In Bride of Wildenstein – The Musical, an aging socialite grows fur and claws to recapture the attention of her philandering game hunter husband. Described as “demented, touching, and inherently strange” by Flavorpill (Los Angeles), Bride of Wildenstein is a weird and tragic love story that examines the making of a monstrosity through one woman’s personal struggle, and the loss of her sense of self. As her marriage dissolves, she begins to reinvent herself through drastic measures – surgical procedures to become more feline, which only further heighten her sense of estrangement. The heroine’s story is loosely inspired by tabloid accounts of the real-life “cat woman”, Jocelyn Wildenstein.
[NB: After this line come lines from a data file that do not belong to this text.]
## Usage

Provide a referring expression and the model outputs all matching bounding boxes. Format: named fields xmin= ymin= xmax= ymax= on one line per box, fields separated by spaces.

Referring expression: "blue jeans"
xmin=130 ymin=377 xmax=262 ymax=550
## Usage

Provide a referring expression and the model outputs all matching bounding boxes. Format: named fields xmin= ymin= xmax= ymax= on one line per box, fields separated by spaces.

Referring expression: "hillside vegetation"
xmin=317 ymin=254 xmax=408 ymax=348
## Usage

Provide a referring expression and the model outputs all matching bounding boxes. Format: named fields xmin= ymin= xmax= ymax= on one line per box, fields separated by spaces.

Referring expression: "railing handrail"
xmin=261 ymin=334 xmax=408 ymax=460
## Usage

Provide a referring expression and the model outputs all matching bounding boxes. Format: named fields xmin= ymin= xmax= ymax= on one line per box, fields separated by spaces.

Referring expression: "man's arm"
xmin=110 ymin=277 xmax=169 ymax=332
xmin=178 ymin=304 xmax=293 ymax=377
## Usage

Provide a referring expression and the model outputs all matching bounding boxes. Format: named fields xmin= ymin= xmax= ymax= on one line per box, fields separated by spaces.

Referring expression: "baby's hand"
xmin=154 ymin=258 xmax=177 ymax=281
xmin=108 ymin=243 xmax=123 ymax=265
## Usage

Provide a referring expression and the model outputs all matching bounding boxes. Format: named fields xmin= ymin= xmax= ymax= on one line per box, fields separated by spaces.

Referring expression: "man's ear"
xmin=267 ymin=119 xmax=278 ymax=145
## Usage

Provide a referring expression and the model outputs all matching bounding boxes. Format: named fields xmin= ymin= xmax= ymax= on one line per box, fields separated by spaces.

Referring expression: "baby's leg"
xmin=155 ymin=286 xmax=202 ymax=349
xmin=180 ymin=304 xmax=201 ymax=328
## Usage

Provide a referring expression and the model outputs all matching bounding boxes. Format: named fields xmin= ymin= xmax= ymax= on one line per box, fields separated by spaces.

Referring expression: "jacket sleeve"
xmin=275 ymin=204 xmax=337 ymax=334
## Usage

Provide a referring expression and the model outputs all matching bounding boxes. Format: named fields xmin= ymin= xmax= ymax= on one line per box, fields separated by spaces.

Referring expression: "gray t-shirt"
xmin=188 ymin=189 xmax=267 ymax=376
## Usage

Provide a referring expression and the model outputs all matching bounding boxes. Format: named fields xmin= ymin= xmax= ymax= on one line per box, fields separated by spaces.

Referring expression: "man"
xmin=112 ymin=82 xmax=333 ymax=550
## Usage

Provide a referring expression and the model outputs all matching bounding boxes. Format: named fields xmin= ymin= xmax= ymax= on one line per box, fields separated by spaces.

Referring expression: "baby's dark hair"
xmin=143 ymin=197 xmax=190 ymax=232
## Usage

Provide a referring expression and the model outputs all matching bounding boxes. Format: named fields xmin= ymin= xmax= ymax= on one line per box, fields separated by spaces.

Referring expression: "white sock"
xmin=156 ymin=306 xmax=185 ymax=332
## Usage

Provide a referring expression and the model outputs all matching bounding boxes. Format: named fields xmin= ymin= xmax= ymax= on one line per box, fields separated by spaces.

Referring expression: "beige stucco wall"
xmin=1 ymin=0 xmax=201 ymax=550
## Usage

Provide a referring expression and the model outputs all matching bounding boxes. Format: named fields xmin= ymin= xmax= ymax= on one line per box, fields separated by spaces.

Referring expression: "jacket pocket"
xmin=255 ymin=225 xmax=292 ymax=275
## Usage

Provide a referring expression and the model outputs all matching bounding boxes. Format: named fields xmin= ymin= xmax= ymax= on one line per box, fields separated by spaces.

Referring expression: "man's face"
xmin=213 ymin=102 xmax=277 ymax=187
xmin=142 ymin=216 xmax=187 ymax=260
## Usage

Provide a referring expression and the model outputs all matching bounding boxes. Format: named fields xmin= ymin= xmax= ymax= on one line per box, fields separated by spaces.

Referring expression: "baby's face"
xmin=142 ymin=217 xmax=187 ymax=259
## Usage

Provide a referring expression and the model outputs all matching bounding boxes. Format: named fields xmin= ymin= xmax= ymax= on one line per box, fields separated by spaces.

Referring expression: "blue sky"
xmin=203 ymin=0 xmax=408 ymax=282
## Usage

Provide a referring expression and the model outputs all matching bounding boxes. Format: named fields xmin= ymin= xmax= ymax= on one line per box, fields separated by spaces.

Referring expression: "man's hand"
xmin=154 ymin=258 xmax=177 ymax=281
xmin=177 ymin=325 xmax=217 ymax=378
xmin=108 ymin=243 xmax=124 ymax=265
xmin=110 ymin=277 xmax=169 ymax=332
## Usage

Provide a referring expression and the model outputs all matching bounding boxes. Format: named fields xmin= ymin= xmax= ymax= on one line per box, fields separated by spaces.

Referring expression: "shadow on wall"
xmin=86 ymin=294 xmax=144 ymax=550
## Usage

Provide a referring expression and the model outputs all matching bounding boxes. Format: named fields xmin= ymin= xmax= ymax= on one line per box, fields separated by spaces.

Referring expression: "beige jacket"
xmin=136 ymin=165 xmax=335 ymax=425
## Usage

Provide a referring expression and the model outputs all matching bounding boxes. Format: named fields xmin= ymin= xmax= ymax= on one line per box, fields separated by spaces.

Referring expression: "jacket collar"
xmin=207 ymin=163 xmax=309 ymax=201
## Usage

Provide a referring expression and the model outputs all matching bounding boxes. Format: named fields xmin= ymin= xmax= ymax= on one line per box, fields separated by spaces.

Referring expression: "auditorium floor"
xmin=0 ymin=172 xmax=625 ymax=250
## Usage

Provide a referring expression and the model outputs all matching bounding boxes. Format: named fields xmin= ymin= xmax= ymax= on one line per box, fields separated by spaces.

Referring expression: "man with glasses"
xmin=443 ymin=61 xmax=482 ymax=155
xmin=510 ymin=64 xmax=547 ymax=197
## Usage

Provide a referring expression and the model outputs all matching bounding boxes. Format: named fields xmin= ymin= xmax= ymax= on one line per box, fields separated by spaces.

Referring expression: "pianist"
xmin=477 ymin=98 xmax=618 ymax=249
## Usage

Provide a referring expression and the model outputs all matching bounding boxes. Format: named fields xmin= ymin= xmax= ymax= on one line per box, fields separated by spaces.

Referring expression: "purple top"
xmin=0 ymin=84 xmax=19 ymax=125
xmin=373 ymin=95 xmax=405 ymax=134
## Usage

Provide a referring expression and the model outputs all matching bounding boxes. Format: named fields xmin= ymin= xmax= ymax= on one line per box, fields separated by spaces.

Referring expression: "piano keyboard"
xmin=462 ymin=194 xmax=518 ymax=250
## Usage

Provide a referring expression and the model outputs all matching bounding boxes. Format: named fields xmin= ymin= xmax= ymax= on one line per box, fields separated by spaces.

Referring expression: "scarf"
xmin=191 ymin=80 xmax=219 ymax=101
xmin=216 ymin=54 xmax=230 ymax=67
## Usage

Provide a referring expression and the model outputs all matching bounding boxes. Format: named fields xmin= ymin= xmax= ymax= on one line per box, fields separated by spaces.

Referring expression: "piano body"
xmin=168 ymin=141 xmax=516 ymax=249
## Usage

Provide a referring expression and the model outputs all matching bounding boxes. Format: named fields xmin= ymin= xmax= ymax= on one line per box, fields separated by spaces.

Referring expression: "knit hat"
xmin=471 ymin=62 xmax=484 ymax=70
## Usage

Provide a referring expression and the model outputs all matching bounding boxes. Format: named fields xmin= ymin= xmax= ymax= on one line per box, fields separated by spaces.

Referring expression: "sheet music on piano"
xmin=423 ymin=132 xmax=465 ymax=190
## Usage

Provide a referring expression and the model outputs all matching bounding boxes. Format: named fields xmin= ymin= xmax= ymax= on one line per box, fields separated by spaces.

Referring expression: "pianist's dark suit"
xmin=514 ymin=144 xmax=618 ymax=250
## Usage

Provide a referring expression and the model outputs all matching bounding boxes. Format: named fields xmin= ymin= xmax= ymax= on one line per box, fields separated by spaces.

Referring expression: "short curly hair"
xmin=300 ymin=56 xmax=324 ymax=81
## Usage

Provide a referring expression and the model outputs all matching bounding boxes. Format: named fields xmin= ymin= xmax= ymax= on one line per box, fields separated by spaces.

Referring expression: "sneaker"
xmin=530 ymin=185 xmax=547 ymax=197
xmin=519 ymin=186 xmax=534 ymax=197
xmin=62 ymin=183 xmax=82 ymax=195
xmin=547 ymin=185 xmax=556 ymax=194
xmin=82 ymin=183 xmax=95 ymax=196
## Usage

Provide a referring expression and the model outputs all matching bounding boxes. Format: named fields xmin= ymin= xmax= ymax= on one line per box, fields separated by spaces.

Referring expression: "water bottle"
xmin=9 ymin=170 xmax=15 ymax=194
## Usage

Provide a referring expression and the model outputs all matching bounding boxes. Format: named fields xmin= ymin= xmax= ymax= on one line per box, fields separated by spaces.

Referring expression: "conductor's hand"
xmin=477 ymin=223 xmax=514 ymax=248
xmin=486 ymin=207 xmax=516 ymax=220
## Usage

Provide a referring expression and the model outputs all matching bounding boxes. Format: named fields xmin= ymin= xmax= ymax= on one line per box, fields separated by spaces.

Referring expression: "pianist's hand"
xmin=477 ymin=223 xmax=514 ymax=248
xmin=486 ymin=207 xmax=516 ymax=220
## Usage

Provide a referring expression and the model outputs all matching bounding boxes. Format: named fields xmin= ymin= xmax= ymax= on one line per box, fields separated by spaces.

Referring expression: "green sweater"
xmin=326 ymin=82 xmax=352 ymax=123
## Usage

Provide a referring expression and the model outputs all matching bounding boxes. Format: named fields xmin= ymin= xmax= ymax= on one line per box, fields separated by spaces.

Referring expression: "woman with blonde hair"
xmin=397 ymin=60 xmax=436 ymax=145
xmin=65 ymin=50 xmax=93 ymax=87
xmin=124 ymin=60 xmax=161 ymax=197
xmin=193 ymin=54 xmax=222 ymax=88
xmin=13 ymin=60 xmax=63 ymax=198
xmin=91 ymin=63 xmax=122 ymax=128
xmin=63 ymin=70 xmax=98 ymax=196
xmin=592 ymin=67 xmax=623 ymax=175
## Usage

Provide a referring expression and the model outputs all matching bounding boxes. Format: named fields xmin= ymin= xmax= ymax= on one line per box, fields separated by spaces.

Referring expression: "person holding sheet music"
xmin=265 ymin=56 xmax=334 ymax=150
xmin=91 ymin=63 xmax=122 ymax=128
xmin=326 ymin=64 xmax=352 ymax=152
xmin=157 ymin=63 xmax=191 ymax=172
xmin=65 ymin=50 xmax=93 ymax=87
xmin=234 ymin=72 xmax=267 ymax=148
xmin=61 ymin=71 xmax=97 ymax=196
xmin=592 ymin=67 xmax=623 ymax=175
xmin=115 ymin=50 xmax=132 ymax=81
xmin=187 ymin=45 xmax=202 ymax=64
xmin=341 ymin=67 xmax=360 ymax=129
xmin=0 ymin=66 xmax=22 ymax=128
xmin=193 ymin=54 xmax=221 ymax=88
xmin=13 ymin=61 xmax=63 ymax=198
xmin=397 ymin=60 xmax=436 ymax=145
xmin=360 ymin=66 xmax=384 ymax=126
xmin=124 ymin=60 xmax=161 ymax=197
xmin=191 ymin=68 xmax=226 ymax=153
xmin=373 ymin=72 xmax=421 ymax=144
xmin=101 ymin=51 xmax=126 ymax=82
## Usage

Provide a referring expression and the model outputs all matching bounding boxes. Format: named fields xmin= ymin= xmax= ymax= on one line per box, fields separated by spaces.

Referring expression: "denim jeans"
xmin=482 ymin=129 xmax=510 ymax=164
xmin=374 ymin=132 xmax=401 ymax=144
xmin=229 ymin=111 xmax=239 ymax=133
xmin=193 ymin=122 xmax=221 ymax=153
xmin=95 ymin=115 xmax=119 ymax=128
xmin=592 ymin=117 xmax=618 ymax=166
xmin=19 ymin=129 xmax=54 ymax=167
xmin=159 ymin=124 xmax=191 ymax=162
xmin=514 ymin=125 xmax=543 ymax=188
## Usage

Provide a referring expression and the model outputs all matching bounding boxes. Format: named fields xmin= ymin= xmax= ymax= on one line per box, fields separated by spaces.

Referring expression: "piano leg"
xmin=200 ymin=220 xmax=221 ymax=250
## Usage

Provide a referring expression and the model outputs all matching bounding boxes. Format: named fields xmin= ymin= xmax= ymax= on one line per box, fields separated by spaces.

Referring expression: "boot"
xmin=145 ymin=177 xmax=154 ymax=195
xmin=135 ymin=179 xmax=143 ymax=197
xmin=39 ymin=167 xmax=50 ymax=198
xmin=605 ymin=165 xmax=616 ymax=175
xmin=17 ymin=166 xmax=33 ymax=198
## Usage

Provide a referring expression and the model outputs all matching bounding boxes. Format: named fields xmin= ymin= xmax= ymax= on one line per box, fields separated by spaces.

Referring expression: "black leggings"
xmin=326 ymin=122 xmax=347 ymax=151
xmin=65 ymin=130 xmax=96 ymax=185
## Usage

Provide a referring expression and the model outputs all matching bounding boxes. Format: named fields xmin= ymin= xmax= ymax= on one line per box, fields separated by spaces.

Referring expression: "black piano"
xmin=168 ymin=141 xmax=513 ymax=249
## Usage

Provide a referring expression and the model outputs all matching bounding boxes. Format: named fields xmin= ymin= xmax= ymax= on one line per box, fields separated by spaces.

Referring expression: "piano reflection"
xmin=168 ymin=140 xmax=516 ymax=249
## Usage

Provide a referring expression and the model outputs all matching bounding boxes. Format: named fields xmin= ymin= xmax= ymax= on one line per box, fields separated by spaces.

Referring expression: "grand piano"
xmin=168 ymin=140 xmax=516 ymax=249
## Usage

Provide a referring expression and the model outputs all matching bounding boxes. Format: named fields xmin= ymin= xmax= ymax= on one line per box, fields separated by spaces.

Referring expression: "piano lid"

Durfee ARC funds enabled me to hire master puppet builder Greg Ballora, to improve upon the mechanics of several existing puppets and purchase materials necessary for this upgrade. Ballora who specializes in taking puppets that have strong visual design, and improving their internal mechanical structures, by creating elegant, practically effortless, mechanisms, has built puppets for film and television, including Team America and Spiderman II as well as for local theatre artists, Janie Geiser and Leslie Carrara-Rudolph. Durfee funds also helped me to improve the sound quality with wireless microphones.
The Durfee Foundation is a family foundation that seeks to adhere to the values of their founders, Dorothy Durfee Avery and R. Stanton Avery, by rewarding individual initiative and leadership. The majority of their grantmaking focuses on the Los Angeles region, where the foundation’s history lies, and where funding needs are great.